Successful writers seem to agree that to be a writer you must be a reader. For me, this becomes more urgent as I write more. Even re-reading an old favorite yields revelations. "So that's how she does it!"
Usually I read what I write, mystery and suspense, but a friend recommended this book (Thanks, Doug!). It's full title is Colorless Tsukuru Takazi and his years of pilgrimage.. I think it's fair to call it literary fiction as opposed to genre fiction (mystery, suspense, thriller, sci-fi, fantasy, romance, etc).
Opinions vary on what makes a novel literary or genre. I got my definitions from an article by Laura Miller, book critic at Slate. Here's my summary of her discussion. In literary fiction, the action is like real life: mostly things happen to people. In genre fiction, the action is what life would be like if we had control over our lives.
In this novel, things happen to the title character. The first half of the novel describes the things that happen from the time he is in high school until he is in his mid-30s. At that point, he discovers something that changes his and the reader's understanding of the earlier part of his life.
If this were a suspense novel, it would start with this discovery.

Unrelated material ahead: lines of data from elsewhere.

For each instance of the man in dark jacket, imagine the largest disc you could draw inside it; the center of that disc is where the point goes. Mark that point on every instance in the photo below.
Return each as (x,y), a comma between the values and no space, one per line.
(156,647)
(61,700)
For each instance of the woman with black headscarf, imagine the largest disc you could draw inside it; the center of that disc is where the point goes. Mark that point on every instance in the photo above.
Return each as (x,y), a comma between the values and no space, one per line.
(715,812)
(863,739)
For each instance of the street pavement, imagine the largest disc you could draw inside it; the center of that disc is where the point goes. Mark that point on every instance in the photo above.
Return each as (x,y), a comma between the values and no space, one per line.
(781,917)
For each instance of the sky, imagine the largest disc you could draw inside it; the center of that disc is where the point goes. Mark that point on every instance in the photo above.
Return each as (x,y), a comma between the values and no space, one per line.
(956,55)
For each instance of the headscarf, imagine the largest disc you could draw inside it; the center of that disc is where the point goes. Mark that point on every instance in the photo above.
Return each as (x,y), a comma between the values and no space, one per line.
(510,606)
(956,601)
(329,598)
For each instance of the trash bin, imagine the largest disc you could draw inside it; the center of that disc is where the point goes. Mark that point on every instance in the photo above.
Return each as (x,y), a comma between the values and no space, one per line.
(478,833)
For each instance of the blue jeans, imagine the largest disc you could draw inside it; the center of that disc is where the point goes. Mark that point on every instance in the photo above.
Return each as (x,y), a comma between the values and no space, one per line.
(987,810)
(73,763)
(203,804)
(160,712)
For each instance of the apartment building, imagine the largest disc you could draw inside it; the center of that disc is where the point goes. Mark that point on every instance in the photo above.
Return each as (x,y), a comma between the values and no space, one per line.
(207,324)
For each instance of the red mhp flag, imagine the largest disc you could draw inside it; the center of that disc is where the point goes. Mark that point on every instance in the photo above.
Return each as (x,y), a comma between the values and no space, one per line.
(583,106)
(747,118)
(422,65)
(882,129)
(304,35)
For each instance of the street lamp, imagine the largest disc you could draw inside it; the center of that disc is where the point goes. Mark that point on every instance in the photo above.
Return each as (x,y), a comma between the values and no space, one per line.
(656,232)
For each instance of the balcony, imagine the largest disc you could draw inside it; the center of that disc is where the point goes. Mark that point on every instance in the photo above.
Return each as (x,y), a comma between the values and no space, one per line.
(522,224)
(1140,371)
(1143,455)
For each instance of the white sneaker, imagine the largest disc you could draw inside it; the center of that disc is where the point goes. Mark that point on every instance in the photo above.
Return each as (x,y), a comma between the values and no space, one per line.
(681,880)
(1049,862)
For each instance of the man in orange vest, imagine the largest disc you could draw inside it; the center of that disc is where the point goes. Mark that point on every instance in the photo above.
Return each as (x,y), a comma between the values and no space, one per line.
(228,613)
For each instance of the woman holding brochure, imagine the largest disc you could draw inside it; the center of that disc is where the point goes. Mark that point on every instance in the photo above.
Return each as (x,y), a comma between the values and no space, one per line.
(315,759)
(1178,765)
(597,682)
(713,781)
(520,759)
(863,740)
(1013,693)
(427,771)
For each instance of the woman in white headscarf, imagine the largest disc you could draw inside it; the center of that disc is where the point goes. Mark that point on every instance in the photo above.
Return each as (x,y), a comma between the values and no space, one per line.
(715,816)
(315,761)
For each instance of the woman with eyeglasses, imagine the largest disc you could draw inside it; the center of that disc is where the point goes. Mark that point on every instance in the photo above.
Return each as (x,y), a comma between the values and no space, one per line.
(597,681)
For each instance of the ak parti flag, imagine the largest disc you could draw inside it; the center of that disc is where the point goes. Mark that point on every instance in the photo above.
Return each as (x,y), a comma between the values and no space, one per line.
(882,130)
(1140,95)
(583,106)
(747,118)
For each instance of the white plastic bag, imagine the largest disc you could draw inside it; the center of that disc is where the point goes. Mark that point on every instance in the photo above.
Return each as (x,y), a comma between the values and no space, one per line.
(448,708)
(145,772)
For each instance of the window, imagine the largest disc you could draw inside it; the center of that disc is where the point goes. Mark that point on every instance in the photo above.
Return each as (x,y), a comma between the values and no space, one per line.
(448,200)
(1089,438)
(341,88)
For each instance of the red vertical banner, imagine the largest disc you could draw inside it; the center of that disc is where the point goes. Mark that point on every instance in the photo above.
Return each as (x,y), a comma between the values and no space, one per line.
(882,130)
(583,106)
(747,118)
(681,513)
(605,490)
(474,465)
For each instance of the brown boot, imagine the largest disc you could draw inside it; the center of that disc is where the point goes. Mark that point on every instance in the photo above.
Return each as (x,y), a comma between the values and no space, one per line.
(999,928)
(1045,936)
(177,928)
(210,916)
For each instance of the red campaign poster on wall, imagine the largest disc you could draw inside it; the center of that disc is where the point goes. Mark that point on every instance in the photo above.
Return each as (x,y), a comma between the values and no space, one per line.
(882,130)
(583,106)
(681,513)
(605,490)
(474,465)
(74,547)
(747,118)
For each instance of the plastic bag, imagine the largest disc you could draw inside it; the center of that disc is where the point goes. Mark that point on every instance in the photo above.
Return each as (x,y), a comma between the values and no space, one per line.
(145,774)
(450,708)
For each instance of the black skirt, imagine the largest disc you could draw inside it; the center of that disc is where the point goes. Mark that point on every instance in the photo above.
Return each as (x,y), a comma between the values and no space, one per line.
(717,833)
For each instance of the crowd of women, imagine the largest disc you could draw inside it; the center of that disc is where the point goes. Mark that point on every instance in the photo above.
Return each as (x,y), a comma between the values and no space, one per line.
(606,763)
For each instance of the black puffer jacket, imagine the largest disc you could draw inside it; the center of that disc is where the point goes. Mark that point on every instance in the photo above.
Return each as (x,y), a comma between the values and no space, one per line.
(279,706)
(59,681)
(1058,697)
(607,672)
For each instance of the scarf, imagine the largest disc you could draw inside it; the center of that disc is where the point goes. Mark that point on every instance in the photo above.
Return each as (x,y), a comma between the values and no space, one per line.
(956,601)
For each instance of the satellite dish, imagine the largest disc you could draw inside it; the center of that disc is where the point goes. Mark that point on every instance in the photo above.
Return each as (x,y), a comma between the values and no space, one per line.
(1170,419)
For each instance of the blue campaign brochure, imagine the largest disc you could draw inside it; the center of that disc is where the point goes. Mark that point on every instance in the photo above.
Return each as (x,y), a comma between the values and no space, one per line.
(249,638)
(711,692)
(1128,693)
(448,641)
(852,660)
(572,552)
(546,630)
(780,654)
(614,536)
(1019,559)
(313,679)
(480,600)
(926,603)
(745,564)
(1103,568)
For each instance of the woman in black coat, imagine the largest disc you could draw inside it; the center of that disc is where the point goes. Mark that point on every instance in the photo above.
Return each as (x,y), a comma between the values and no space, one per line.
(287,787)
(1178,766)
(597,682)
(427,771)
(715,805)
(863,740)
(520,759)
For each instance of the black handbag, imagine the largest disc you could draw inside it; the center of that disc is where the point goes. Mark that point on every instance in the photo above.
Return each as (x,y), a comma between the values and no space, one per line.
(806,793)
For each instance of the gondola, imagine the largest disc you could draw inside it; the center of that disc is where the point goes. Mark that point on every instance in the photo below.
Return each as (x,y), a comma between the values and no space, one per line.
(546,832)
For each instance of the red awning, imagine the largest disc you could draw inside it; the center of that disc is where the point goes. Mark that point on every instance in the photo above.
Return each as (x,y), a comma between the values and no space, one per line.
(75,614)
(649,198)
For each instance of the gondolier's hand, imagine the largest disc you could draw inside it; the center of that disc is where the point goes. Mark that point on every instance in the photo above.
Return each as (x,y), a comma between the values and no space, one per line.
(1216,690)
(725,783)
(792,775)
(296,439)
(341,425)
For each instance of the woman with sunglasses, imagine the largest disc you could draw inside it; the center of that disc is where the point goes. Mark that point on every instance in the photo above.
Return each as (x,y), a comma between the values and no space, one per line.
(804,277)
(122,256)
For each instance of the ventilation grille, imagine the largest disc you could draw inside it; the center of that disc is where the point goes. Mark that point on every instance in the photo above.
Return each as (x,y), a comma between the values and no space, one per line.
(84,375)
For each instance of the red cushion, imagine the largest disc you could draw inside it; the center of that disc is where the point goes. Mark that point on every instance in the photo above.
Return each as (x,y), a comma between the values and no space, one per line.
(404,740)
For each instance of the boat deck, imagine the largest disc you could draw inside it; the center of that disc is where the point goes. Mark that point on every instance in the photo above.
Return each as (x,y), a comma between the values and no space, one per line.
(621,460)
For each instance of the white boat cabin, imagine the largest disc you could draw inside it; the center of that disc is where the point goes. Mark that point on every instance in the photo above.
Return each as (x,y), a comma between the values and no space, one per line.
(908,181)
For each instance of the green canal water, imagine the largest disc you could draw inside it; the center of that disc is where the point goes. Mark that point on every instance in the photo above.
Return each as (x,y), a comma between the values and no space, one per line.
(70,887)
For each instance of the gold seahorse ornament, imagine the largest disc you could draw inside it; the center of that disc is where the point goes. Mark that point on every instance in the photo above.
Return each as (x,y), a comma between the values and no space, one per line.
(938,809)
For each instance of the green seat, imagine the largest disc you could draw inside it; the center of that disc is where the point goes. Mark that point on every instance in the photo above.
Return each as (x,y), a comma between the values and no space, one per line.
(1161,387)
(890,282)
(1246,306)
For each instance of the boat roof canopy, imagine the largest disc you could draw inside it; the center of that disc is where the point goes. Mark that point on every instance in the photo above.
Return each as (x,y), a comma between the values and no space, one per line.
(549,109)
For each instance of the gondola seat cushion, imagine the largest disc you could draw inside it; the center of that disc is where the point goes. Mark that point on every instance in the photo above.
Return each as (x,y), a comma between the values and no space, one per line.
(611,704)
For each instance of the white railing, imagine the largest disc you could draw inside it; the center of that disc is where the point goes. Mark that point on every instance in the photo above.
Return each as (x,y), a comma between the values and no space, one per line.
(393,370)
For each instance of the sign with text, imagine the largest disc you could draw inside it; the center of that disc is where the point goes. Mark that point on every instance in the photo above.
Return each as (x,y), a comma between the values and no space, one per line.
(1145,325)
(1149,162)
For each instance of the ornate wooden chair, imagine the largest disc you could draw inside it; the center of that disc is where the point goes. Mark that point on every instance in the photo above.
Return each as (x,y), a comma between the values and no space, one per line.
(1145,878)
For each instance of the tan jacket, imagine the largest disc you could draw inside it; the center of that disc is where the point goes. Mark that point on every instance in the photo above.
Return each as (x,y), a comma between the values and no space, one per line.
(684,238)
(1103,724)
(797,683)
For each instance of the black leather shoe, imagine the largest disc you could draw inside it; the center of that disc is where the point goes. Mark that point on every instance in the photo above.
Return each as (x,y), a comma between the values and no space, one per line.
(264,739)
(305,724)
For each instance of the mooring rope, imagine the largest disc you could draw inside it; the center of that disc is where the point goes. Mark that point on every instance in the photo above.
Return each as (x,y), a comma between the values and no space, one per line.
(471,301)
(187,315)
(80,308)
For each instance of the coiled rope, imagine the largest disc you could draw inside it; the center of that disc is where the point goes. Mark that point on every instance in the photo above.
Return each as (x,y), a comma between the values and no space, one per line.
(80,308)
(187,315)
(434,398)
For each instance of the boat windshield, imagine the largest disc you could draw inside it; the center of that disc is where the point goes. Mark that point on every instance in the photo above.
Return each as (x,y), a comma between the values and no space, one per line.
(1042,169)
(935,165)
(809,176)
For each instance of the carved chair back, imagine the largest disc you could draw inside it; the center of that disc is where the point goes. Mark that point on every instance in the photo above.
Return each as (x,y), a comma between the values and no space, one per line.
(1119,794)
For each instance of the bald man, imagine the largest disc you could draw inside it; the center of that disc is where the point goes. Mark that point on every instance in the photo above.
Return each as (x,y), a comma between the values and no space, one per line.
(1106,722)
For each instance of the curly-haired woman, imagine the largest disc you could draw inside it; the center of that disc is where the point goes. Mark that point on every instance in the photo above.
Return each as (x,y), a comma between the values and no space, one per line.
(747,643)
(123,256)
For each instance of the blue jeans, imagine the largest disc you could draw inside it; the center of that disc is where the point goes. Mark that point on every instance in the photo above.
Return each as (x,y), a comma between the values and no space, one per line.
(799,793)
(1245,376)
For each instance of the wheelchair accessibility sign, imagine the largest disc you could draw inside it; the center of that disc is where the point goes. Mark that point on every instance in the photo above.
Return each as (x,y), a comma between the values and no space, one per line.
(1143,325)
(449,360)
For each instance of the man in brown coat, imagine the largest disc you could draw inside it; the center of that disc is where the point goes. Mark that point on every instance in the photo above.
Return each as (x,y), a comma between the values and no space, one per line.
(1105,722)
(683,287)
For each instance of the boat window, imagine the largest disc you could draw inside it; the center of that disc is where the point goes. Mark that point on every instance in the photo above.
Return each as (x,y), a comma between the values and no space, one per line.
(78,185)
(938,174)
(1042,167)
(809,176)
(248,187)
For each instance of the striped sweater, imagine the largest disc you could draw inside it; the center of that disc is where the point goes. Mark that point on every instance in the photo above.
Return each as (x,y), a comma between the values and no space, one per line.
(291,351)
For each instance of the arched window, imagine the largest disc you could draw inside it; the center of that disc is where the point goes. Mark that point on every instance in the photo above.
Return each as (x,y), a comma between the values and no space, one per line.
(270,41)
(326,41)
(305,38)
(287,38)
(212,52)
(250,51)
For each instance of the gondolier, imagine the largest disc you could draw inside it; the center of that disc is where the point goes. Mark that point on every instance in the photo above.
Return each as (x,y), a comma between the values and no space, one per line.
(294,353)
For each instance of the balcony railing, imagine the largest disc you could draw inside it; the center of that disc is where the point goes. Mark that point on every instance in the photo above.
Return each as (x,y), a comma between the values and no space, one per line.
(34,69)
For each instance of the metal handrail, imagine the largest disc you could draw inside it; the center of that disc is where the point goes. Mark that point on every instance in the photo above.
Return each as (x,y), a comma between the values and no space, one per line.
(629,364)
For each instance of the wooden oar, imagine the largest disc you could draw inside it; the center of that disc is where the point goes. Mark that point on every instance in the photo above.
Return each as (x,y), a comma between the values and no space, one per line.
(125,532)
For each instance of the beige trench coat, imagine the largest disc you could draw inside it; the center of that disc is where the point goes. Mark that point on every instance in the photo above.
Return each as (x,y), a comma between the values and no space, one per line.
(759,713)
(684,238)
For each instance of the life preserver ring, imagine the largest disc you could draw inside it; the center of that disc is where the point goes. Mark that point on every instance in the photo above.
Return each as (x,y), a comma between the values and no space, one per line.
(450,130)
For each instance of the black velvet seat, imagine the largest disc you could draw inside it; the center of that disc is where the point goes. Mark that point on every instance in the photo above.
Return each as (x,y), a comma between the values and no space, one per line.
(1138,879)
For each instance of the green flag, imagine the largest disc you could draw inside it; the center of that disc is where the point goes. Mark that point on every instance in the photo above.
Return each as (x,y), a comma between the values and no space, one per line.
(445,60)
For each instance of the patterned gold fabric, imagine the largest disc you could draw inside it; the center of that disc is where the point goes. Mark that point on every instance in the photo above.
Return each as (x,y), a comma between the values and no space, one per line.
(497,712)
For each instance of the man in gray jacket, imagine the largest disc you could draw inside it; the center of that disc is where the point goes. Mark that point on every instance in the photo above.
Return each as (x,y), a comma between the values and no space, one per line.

Tazaki now has what one genre writer calls a story question. What really happened when he was in high school?
In the second half of the novel, he talks to his friends from high school and comes to understand what really happened, just as the hero of a suspense novel would do. But he does so while continuing to accumulate experiences, as he did in the first half.
The author, Haruki Murakami, has an impressive list of published novels and awards. Clearly people enjoy his books. Those people might find a suspense novel too focused on action. Readers of suspense might find this book too leisurely in its descriptions. We all get to like different things.
I admire Murakami's writing, though I can't see myself writing what he writes. And, by the way, the English translation by Phillip Gabriel is a pleasure to read.